Reduced criminal activity. Heroin addicts typically commit about 600 crimes per year apiece with criminal activity occurring on 250-300 days of the year. Methadone liminates the need for money to support an expensive heroin habit. It has been repeatedly shown that criminal activity is dramatically reduced in persons who have stopped using illicit opioid drugs. For example, one comprehensive study of the effectiveness of methadone treatment found an 80% reduction in the number of criminal offenses committed by heroin addicts after entering methadone treatment.
Safety and efficacy. Methadone is a safe medication for long-term use. Research has shown that it does not produce harmful physiological effects after more than 10 years of chronic treatment; nor does it impair reasoning or performance of everyday tasks. Also, methadone is a popular treatment with drug abusers. This is important because treatments can only be effective if addicts are willing to enroll and remain in them. The effectiveness of methadone treatment for stopping illicit opioid use and reducing criminal behavior has been shown repeatedly in many studies of various designs. It is important, however that patients be maintained on adequate doses of 60 mg or higher in order to achieve the benefits of methadone treatment.

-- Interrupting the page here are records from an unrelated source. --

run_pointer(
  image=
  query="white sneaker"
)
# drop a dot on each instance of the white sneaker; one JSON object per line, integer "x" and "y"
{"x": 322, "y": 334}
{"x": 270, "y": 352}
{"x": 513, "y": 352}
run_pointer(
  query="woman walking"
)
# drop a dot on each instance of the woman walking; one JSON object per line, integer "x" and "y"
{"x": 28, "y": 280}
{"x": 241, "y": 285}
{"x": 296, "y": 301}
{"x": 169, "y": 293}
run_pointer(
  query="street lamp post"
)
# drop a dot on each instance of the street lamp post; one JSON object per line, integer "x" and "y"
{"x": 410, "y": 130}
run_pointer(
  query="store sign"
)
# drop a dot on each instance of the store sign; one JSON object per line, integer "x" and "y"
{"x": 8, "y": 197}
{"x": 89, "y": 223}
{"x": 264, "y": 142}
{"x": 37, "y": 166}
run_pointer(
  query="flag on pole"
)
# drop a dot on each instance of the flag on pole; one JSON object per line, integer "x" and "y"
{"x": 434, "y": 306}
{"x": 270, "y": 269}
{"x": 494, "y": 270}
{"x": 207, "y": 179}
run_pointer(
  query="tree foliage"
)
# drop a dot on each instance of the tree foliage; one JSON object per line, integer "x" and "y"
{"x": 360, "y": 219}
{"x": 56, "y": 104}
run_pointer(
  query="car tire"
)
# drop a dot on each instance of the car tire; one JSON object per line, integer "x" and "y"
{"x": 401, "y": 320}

Improved psychosocial function. Counseling is a mandated and effective element of methadone treatment. Because methadone promotes good treatment retention, it allows counselors to work with patients on other aspects of their life, which has typically been disrupted by excessive drug use and criminal involvement. Several studies have shown that treated drug abusers improve in areas of employment, family and social relations and psychological functioning during methadone treatment. Access, preferably on-site, to primary medical and psychiatric care has been shown to increase effectiveness of treatment.

Other drug abuse treatment medications.
Three other medications are available or under development for treatment for opiate abusers l-acetyl methadol (LAAM), naltrexone and buprenorphine. These serve many of the same functions as methadone but each has its own particular advantages. Having several medications valuable affords treatment providers more flexibility in selecting treatment options.
At the present time there are no medication treatments for cocaine abuse. However, recognizing the valuable functions that medications can serve, the Medications Development Division of NIDA is supporting many research studies in laboratories around the country designed to identify potentially effective cocaine treatment medications. Several promising leads are being actively pursued.